Chief Justice John Roberts wrote in the buffer zone decision that the state had “too readily forgone” measures that could protect patients and staff without infringing protesters’ First Amendment rights.
Roberts said Massachusetts could pass legislation similar to the federal Freedom of Access to Clinic Entrances (FACE) Act, signed by President Bill Clinton in 1994. It forbids the use of force, intimidation, and violence against patients at reproductive health clinics.
Walz, of Planned Parenthood, said the state already has “mini-FACE” legislation on the books. However, under the law, the state’s attorney general has limited authority to pursue injunctions against protesters.
For now, Walz said, clinics often have to go to the US attorney to seek injunctions.
She said that abortion providers would like to take advantage of their historically strong relationship with the state attorney general’s office and seek assistance there.
The Supreme Court decision also approvingly cited Worcester and Boston ordinances that outlaw obstruction of sidewalks and driveway ramps.
Coakley suggested that the Legislature could enact a law similar to those kinds of local ordinances.
Before passage of the buffer zone law in 2007, protesters would often walk slowly across the entrance to clinic parking lots, in effect blocking access, Walz said. One protester, she added, would use a fireplace poker to shove literature into arriving cars.
Coakley also called on the Legislature to update existing laws that allow police to disperse unruly crowds. Walz said, after the press conference, that the legislation could be tailored to unlawful protests outside reproductive health clinics.
But Laurence Tribe, a constitutional law professor at Harvard University, said that any effort to narrowly tailor the legislation could go too far and appear to target antiabortion protesters for the content of their speech.
Crafting “a package that is limited to the abortion situation just raises the suspicion that these are all indirect ways of suppressing antiabortion speech,” he said.
On the whole though, he said, the approach outlined by Coakley and Patrick appears to be in keeping with the court’s dictates.
Coakley appeared before a bank of television cameras Wednesday , flanked by the popular governor and abortion rights providers, with just two months remaining in her bid for the Democratic gubernatorial nomination.
But she brushed aside a question after the press conference about whether there was a political component to the appearance. “This is a personal issue for me as a woman who has fought for these rights in college, in law school,” she said.
Planned Parenthood’s political arm has endorsed Coakley for governor.
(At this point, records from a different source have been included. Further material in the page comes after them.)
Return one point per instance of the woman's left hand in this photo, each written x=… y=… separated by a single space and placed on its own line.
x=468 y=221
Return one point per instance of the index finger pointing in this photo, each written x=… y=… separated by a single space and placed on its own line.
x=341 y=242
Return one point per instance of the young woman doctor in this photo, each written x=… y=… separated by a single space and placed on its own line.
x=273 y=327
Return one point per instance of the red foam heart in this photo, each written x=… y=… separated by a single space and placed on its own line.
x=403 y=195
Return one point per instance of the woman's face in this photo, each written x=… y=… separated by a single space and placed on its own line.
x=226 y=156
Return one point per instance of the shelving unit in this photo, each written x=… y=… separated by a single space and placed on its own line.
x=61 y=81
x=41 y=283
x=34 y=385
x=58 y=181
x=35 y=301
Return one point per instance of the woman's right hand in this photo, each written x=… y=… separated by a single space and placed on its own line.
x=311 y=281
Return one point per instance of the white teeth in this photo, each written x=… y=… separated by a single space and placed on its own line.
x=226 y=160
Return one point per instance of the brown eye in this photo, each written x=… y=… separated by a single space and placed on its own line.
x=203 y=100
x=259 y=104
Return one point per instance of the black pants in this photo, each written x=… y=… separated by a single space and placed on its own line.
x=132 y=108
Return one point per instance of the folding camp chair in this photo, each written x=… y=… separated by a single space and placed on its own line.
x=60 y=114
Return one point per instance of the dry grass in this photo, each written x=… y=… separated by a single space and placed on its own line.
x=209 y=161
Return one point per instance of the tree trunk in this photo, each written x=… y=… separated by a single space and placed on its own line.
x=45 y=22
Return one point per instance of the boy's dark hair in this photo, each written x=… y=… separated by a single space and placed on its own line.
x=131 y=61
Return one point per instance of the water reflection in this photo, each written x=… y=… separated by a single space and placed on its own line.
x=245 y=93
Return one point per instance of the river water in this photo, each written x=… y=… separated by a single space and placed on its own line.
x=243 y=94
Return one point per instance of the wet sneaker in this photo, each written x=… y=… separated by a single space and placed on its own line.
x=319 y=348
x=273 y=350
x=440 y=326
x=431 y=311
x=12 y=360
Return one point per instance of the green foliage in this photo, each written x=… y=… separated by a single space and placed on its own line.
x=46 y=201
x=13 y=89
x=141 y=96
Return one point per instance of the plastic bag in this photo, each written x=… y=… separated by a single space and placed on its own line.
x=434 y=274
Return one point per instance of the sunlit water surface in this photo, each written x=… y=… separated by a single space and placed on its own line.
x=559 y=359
But Walz said the press conference was about providing a single update to reporters, legislators, and activists who have been calling since the Supreme Court’s high-profile buffer zone decision.
After last week’s ruling, a number of other candidates, including Coakley’s Democratic rivals Steve Grossman and Donald Berwick and Republican frontrunner Charlie Baker, voiced concern about continued safe access to clinics. All three urged lawmakers to craft legislation that would protect patients.